The new challenge today is to develop a treatment that enables us to block, or at least slow down, AMD evolution while requiring fewer anti-VEGF injections. Numerous relevant studies suggest the possibility of direct drug administration into the suprachoroidal space by combining medical therapy and surgery.
SUPRACHOROIDAL DRUGS TO TREAT AMD
The suprachoroidal space is a virtual space in the eye between the sclera and the choroid. Traditionally, it is reached by surgical dissection, which makes access to the posterior pole and the macula particularly difficult.
A recently-developed ophthalmic microcatheter (iScience Interventional Corp.) can be used to reach the suprachoroidal space through a small incision on the anterior part of the eye. The microcatheter incorporates a small luminous LED on the anterior edge, enabling visualization of its passing into the choroidal space and into the macular region. The drug can then be administered in direct contact with the choroidal surface for the neovascularization treatment.
Dr. Tim Olsen has carried out studies on animals to evaluate the safety and pharmacokinetics of drug administration in the suprachoroidal space.
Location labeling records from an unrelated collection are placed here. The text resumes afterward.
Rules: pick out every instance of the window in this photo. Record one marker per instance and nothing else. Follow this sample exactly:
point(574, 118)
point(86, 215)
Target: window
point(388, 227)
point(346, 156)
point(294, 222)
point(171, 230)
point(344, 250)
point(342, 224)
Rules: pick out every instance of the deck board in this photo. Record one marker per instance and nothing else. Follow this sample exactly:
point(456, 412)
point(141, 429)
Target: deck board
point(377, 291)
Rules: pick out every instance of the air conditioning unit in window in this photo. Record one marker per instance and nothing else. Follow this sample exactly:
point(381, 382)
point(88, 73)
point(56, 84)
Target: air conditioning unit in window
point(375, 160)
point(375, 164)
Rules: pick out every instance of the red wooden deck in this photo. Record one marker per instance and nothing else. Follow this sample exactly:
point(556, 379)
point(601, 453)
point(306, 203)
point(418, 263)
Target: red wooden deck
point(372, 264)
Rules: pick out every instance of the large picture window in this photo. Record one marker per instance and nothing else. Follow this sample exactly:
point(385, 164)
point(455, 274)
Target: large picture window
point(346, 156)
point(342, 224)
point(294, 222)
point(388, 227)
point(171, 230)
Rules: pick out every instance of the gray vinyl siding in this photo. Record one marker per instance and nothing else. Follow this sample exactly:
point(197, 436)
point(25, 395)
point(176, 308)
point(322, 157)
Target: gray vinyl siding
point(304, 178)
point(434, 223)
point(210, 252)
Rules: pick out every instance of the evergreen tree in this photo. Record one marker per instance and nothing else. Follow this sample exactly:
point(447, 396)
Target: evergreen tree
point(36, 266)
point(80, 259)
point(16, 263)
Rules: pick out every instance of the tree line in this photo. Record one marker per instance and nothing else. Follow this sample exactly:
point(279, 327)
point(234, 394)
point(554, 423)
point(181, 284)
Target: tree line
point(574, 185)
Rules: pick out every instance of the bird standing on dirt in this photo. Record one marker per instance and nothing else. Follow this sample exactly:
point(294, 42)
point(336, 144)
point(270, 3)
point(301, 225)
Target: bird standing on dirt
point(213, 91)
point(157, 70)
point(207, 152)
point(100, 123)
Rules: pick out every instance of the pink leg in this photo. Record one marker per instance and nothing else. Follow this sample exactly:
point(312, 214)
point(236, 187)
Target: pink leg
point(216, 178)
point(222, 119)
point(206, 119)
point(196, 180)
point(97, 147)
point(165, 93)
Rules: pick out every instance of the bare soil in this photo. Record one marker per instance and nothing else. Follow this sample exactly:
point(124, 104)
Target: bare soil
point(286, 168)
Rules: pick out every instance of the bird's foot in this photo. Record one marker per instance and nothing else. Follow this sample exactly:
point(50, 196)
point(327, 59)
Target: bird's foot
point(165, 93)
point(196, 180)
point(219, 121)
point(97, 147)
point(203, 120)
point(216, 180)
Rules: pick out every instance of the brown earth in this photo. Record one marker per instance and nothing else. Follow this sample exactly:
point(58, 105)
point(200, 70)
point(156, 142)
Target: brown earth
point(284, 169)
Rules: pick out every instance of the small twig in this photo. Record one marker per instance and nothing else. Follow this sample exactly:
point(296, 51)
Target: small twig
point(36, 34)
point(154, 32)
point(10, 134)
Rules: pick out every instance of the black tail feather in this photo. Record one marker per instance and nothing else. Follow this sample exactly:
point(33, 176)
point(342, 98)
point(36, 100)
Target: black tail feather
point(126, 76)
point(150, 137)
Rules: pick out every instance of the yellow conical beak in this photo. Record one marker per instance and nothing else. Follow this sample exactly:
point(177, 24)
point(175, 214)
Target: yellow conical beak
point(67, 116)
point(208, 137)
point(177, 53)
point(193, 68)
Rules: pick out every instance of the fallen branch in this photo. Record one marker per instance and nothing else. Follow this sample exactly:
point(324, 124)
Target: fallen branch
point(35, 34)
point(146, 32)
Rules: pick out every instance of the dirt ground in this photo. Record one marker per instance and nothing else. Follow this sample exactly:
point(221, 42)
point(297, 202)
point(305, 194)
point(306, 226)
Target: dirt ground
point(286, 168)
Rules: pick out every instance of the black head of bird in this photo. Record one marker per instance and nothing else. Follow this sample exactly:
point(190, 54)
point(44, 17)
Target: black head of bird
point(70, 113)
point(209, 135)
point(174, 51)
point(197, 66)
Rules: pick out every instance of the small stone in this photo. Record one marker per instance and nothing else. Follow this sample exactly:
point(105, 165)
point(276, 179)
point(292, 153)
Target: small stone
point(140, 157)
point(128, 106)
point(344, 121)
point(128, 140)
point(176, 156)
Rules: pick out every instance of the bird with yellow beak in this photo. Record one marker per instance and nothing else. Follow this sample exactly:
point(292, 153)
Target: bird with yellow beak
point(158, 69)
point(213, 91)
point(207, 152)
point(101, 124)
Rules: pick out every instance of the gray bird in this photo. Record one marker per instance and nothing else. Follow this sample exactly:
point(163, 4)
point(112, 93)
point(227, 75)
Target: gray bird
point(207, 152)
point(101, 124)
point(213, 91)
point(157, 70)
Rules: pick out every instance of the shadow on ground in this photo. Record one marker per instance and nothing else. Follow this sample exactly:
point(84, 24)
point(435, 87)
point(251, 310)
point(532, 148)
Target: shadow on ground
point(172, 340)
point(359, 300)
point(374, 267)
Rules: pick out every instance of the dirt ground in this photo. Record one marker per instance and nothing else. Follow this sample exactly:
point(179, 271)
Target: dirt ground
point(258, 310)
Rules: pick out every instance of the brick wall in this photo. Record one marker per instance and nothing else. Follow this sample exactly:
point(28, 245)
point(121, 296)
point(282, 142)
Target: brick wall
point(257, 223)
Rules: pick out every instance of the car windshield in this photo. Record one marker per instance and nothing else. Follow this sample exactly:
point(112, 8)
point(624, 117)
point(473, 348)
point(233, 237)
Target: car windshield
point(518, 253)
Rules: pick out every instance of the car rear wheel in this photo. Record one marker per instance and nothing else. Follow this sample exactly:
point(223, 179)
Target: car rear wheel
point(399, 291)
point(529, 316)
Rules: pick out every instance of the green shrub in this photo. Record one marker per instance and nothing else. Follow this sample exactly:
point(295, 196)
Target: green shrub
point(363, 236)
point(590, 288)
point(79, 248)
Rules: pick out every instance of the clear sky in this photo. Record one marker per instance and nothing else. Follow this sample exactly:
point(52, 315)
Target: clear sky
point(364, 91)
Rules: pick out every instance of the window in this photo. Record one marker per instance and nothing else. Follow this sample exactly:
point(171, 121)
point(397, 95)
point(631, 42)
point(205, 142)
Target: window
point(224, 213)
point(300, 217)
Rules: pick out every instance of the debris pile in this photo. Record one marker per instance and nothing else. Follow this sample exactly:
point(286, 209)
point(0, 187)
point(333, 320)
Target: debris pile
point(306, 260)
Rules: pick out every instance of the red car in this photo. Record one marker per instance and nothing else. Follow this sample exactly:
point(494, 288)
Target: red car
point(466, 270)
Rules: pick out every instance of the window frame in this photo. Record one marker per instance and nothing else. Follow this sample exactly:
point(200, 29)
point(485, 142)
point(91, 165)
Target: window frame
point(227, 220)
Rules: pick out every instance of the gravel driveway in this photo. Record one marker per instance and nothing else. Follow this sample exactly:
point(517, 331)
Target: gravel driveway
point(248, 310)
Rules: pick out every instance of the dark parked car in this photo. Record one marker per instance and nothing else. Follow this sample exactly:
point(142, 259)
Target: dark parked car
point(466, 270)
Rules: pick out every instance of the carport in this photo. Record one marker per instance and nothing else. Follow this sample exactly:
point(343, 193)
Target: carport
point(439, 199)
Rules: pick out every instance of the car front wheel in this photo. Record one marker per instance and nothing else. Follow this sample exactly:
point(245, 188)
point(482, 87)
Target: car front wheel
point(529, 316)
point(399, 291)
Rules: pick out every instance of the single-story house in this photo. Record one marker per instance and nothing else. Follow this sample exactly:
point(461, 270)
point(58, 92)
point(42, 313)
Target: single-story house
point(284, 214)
In these studies a steroidal drug, triamcinolone acetonide, was administered through the suprachoroidal space near the macula.1 To date the results from these animal studies have clearly shown the safety of this suprachoroidal drug administration.
Further, during the study high concentrations of the drug in all ocular tissues, including the choroid and retina, were verified, for up to 120 days after drug administration. Blood levels of triamcinolone following the treatment, however, were very low in confirmation of the selectivity of the suprachoroidal and macular drug administration methodology.
At present, researchers are experimenting with this methodology in humans, in particular on patients suffering from AMD for whom the traditional cures had failed: Dr. Tom Chang (US), Professor Albert Augustin (Germany), Professor Manfred Tetz (Germany) and Professor Stanislao Rizzo (Italy).
To date 25 patients have been treated — all of them were injected with the drug in the posterior pole by inserting a microcatheter in the suprachoroidal space. Many of the initial patients treated by Dr. Chang have reported a vision stabilization or improvement.
The surgical methodology seems complication-free and to date has not shown any adverse effects that may result in vision deterioration. The first preliminary results on the safety and efficacy of the methodology are expected by mid-2009.
The new surgical technique and instrumentations for treatment of vitreoretinal pathologies are truly impressive. We do hope that all these efforts will really benefit our patients. RP
1. Olsen TW, Feng X, Wabner K, Conston SR, Sierra DH, Folden DV, Smith ME, Cameron JD. Cannulation of the suprachoroidal space: a novel drug delivery methodology to the posterior segment. Am J Ophthalmol. 2006 Nov;142(5):777-87. Epub 2006 Sep 20.